Ruling: Corporations bound to give contraception coverage

10/25/2013
BLADE COLUMBUS BUREAU

CINCINNATI — A federal appeals court on Thursday reaffirmed its decision that for-profit corporations can’t avoid a mandate under the Affordable Care Act to provide contraception coverage for female employees, this time in a case involving Lenawee County’s Eden Foods Inc.

Eden and its sole shareholder, Michael Potter, sought to block enforcement of the law, arguing that it conflicts with the Roman Catholic owner’s “deeply held religious beliefs” and that tax penalties for noncompliance would endanger the natural foods company.

The Clinton, Mich., firm has 128 employees, well over the threshold of 50 triggering compliance with President Obama’s signature health-care law. It says it could be taxed at the rate of $2,000 a year per employee for noncompliance.

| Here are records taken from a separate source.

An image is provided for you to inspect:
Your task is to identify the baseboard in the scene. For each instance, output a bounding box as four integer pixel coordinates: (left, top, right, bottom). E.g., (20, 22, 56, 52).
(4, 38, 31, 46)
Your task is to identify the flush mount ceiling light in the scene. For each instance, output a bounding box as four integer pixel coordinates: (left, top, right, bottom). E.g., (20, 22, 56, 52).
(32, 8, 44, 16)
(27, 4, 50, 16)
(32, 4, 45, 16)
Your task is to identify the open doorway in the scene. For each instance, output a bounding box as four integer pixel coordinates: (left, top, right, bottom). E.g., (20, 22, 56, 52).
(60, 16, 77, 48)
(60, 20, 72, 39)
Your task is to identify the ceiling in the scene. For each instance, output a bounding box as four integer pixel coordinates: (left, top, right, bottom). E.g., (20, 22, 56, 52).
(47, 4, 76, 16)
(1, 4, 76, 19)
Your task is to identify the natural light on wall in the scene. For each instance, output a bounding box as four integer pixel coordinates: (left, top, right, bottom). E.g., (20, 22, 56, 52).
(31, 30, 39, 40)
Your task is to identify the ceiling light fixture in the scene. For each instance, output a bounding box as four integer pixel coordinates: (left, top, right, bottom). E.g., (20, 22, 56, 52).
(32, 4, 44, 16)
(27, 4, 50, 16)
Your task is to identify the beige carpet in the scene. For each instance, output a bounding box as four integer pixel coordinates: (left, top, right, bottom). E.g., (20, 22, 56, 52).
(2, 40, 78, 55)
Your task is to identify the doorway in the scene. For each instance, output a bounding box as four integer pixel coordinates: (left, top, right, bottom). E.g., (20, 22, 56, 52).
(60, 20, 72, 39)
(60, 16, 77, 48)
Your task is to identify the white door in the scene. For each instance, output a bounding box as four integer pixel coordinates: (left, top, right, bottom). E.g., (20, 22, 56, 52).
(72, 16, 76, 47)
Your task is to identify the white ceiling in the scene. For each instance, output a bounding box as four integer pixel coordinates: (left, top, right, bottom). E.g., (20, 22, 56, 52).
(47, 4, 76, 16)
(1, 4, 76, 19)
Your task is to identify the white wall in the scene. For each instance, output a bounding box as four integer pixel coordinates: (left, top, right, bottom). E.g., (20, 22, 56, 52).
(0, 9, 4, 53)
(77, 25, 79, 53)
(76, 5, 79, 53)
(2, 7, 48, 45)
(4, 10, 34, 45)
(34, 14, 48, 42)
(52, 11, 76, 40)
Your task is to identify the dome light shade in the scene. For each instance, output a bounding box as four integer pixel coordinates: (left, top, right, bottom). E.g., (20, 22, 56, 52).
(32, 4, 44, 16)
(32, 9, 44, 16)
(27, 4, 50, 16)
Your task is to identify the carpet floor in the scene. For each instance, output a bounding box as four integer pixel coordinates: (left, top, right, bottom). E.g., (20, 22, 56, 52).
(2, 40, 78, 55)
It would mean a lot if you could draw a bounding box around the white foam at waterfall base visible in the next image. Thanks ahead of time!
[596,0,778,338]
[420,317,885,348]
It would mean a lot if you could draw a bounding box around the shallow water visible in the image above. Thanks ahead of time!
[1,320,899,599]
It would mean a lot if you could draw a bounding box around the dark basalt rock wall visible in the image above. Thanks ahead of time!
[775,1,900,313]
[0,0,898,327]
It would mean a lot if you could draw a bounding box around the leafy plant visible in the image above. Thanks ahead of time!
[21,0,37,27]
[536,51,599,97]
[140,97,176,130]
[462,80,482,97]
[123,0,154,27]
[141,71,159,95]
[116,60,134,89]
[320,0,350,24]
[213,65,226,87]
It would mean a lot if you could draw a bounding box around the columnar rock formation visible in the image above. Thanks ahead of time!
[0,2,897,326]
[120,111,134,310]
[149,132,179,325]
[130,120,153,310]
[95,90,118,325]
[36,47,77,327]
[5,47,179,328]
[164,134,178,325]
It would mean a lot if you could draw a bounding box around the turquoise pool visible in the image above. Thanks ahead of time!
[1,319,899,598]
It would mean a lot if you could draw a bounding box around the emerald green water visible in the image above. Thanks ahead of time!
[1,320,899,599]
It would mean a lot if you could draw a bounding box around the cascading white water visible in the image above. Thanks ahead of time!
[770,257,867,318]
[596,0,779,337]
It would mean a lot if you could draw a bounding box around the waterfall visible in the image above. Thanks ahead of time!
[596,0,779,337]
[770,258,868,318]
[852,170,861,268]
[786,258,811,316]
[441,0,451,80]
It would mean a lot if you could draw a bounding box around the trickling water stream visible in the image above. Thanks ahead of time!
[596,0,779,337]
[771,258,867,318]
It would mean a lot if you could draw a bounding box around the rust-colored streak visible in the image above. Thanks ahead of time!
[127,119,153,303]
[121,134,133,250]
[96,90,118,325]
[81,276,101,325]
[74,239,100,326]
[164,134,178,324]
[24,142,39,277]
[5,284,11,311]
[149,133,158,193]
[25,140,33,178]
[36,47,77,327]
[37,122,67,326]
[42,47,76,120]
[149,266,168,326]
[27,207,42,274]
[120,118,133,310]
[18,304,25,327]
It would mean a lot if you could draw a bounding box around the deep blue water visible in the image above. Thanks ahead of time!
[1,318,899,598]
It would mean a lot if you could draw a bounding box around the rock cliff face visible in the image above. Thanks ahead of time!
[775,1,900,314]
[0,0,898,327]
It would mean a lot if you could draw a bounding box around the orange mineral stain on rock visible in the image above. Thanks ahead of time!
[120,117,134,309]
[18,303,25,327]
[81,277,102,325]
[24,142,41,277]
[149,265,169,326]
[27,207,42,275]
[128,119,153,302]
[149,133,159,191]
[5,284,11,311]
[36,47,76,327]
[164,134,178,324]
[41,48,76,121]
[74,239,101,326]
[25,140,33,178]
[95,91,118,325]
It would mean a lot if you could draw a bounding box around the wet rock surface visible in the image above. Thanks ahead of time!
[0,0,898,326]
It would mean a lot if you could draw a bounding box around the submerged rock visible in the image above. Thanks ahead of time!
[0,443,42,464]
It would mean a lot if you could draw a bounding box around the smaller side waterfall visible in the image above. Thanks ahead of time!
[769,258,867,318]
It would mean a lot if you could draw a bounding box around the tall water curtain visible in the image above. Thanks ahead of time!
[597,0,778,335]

But the Cincinnati-based U.S. 6th Circuit Court of Appeals, as it did last month in a case involving Autocam Inc., of Kentwood, Mich., ruled that a private, secular, for-profit corporation cannot exercise religious beliefs and must, therefore, comply with the law.

“By incorporating his business, Potter voluntarily forfeited his rights to bring individual actions for alleged corporate injuries in exchange for the liability and financial protections otherwise afforded him by utilization of the corporate form,” wrote Senior Judge Martha Craig Daughtrey, a 1993 appointee of Democratic President Bill Clinton.

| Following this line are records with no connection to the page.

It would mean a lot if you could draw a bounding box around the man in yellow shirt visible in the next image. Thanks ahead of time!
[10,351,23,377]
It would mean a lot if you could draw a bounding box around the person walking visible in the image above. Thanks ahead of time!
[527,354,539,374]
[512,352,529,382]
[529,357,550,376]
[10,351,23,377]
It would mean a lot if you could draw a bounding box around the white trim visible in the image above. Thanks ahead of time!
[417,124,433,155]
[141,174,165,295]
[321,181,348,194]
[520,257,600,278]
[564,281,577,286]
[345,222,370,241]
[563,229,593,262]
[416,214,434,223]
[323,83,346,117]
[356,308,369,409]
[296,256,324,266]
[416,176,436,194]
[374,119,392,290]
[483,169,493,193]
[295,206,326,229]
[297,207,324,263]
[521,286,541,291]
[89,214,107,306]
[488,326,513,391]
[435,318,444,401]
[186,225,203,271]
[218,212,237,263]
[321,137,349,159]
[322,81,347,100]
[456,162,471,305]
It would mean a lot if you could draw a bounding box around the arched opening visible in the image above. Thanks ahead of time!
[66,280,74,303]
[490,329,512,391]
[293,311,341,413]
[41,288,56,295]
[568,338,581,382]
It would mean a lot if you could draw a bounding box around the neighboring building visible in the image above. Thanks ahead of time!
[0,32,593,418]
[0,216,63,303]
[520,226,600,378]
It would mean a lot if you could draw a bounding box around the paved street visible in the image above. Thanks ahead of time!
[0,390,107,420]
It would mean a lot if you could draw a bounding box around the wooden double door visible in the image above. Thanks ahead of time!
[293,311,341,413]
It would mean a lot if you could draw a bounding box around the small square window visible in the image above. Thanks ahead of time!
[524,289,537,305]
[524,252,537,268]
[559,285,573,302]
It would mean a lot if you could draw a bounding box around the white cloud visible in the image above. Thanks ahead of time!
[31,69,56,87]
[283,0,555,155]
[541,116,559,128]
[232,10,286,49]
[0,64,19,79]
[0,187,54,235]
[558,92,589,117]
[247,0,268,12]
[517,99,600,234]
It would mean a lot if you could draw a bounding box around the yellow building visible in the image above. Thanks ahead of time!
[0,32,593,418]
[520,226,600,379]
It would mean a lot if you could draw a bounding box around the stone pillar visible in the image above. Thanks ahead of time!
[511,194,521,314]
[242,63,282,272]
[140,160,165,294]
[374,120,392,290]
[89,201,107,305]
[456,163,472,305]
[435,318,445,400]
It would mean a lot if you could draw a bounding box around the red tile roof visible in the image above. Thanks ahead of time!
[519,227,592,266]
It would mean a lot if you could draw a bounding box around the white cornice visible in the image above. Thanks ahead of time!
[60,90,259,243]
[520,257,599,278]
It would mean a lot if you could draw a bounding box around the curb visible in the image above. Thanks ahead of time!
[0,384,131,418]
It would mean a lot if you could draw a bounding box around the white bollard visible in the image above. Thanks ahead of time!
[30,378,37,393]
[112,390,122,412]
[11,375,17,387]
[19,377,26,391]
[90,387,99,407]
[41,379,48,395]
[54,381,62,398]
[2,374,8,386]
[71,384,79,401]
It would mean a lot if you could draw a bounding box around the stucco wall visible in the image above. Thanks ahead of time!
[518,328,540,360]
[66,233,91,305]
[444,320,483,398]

“Adoption of Potter’s argument that he should not be liable individually for corporate debts and wrongs, but still should be allowed to challenge, as an individual, duties and restrictions placed upon the corporation would undermine completely the principles upon which our nation’s corporate laws and structures are based,” she wrote. “We are not inclined to so ignore law, precedent, and reason.”

Judge Daughtrey was joined by Judges R. Guy Cole, Jr., a 1995 Clinton appointee, and Judge Helene N. White, a 2008 appointee of Republican President George W. Bush. It was a different three-judge panel from that which decided the Autocam case. The issue, although not necessarily this case or the Autocam case, will ultimately be decided by the U.S. Supreme Court. The high court has been asked to hear an appeal of a similar case involving Oklahoma-based Hobby Lobby.